The Night of the Locust Hunters, Ugandan Green Gold

There is the locust (or caelifère), with short and thick antennae, herbivorous. It descends on the grain fields and, every ten or fifteen years, sows desolation in the crops, from the Democratic Republic of the Congo to India, including Iran and Pakistan. Climate change is beneficial to it: the current warming of the Indian Ocean triggers heavy rains that water the Arabian Peninsula, as in winter 2020, promoting its reproduction in maddening proportions.

The consumption of insects is a response to the scarcity of natural resources: we need 8 kilos of feed to produce 1 kilo of beef, only 2 kilos to produce 1 kilo of insects.

Then there is the grasshopper (or ensifère), with long and thin antennae. Like the cricket, it is omnivorous, carnivorous tendency, as in Uganda, where it finds its sustenance in puddles and rivers. Climate change is a calamity for it: seasonal rains, increasingly unpredictable, disrupt its life cycle, while deforestation by humans reduces its habitat and makes migration difficult.

The grasshopper is considered in Africa as a delicacy and its consumption, boiled or roasted alive with oil and salt, like its hunting, an important source of income for those who practice it, are old traditions. In Uganda, one of the countries of the black continent that Michele Sibiloni has been traveling for ten years, it is called “nsenene”. “It migrates en masse twice a year, as soon as the rainy season has passed, flooding the sky before dawn”, says the 40-year-old Italian photographer.

Fascinated by the insect with the green dress, he has just devoted a book to it (Nsenene, Edition Patrick Frey), whose text is by Robert Kyagulanyi Ssentamu, on stage Bobi Wine, famous Ugandan musician and unsuccessful candidate for the presidential election in January, facing the omnipotent Yoweri Museveni, in power since 1986.

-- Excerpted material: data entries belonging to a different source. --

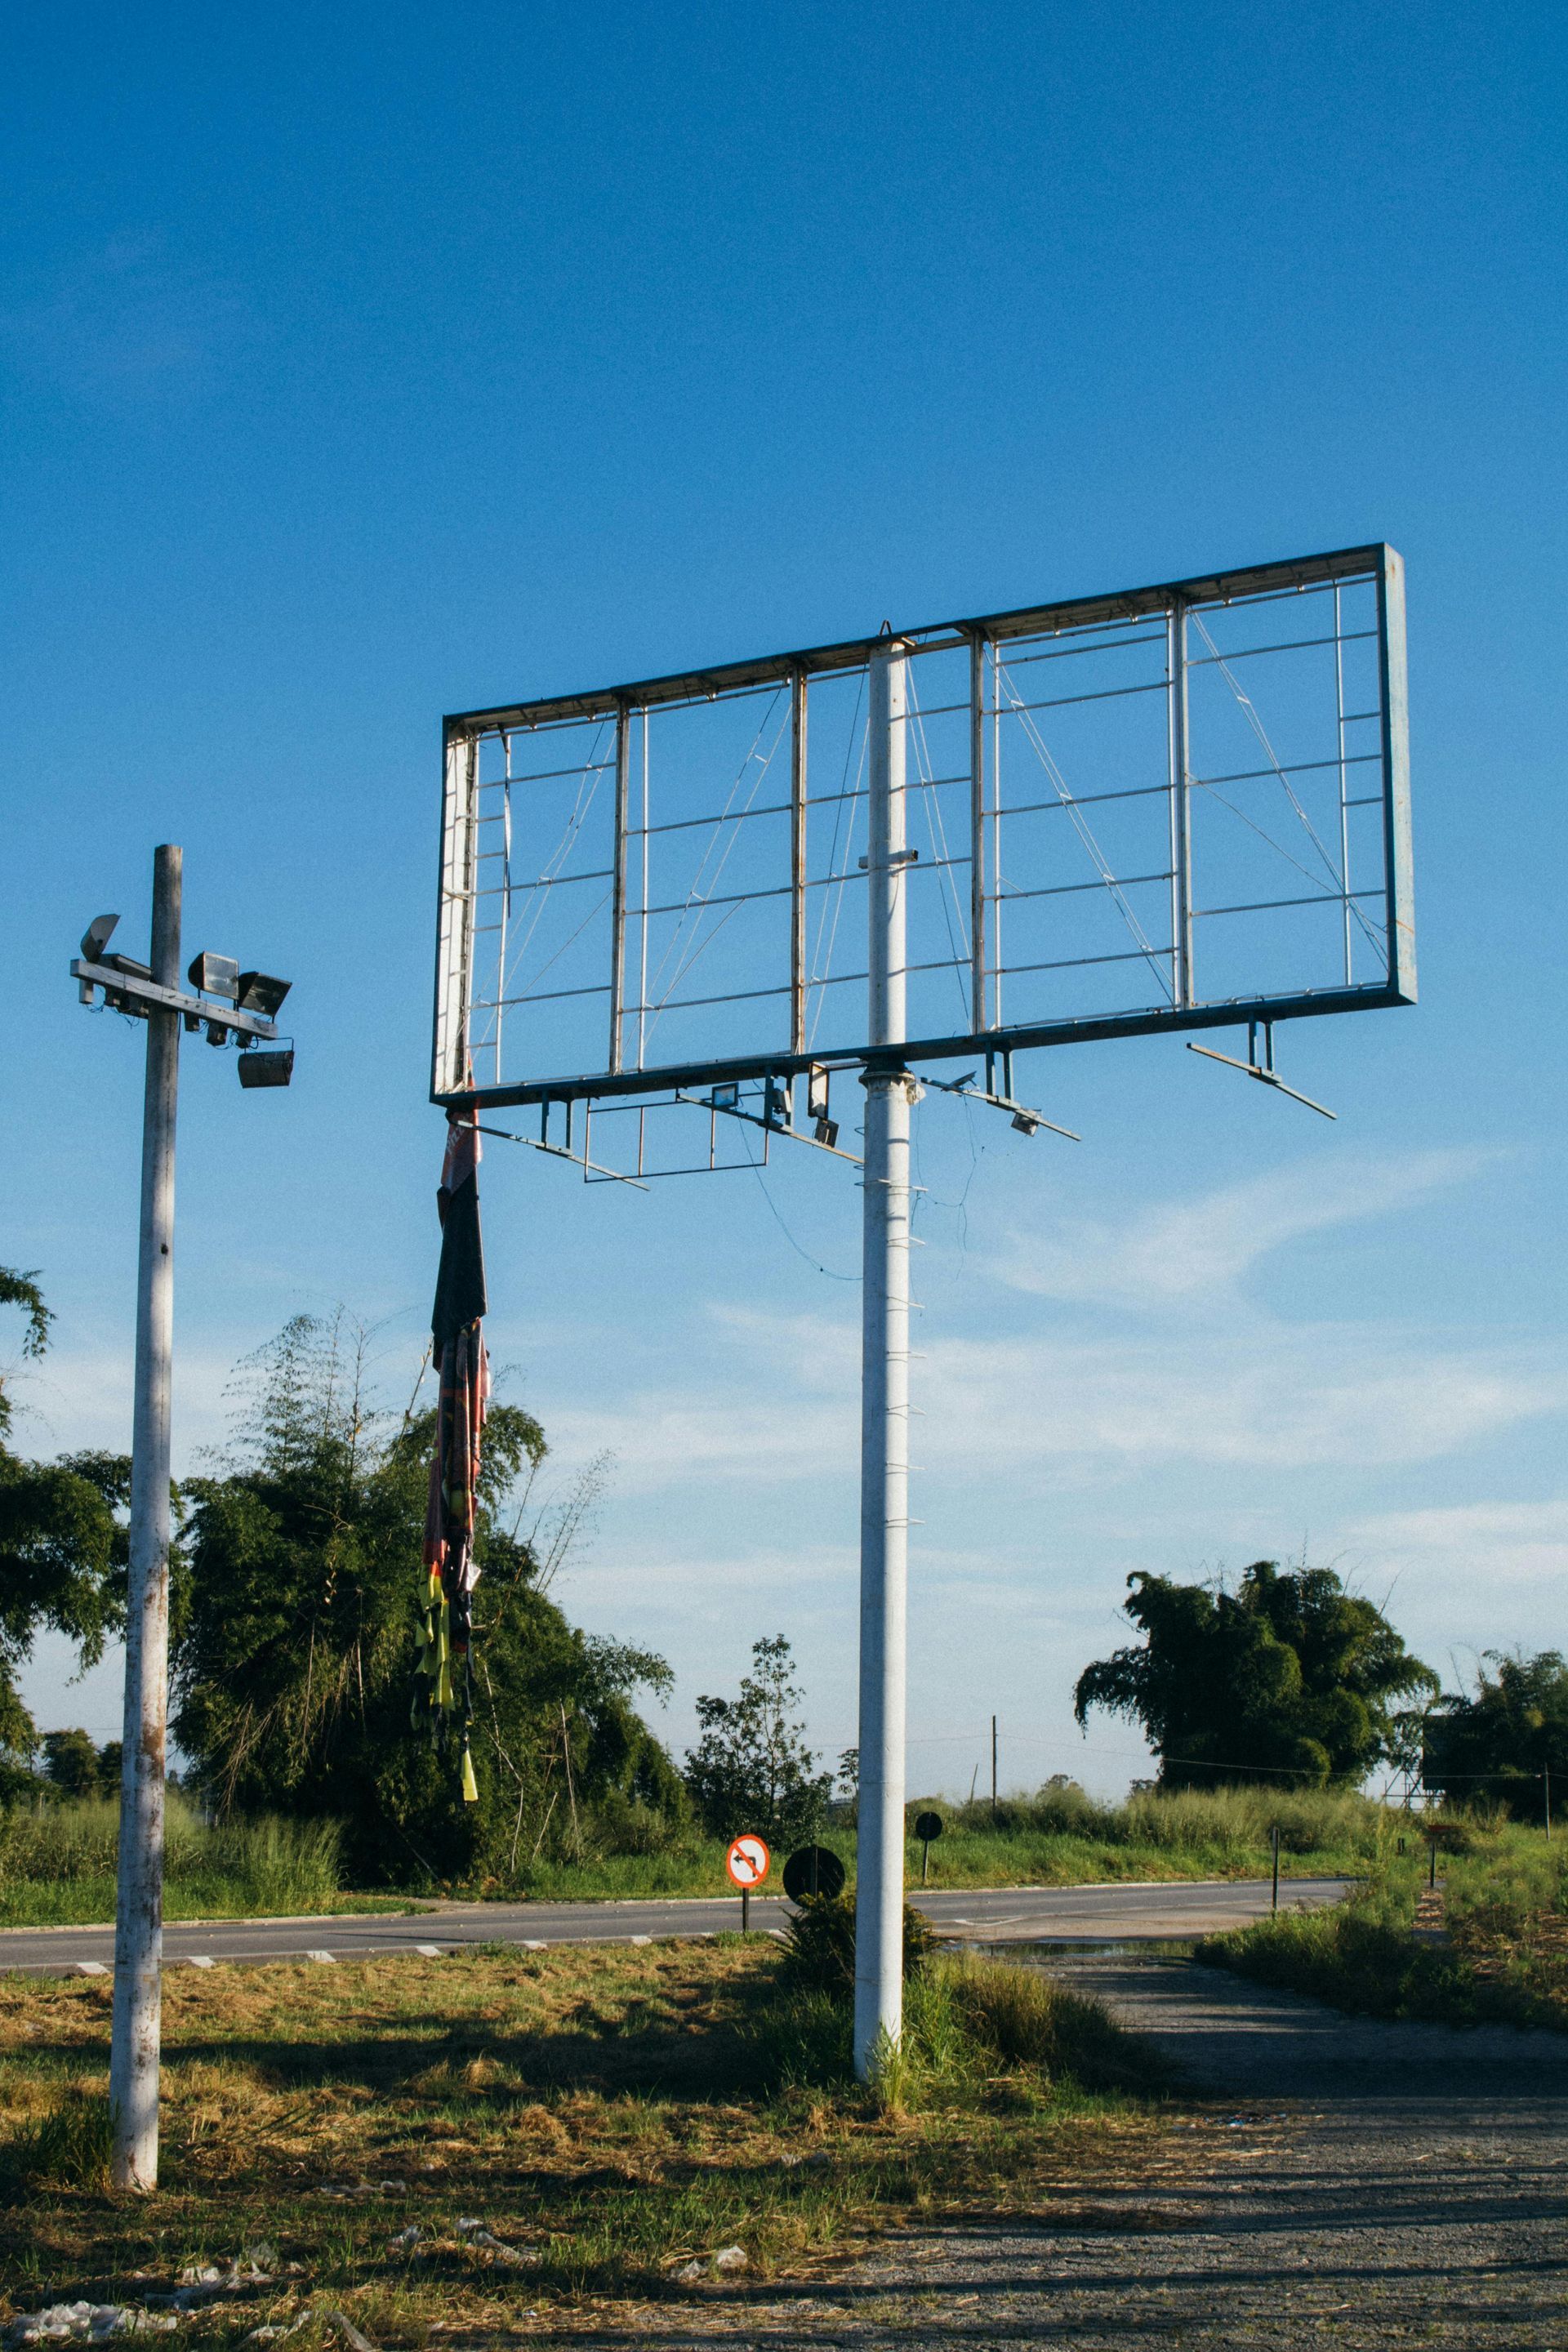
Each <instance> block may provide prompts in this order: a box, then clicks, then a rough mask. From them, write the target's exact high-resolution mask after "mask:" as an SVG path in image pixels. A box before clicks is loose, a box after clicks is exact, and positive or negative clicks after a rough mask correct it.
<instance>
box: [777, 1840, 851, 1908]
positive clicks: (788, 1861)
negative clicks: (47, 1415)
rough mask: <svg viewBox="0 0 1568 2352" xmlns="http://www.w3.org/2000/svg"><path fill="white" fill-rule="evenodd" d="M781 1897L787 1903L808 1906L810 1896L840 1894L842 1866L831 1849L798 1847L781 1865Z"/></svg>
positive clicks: (840, 1892)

Armed with two cameras, a digital and a flash film, Sibiloni says he works “As in a fiction”, scientists not knowing “Not much yet” of this famous grasshopper. He started hunting her down in 2015 at night around Masaka, a town near the equator, west of Lake Victoria. “To grasp hunting techniques, I prefer to stay away from the frenzy of the capital, Kampala”, he said. In the countryside, the stalking of the insect “Significantly changes the landscape”, he says, because of the campfires and lights that the inhabitants use to disorient their prey and trap it.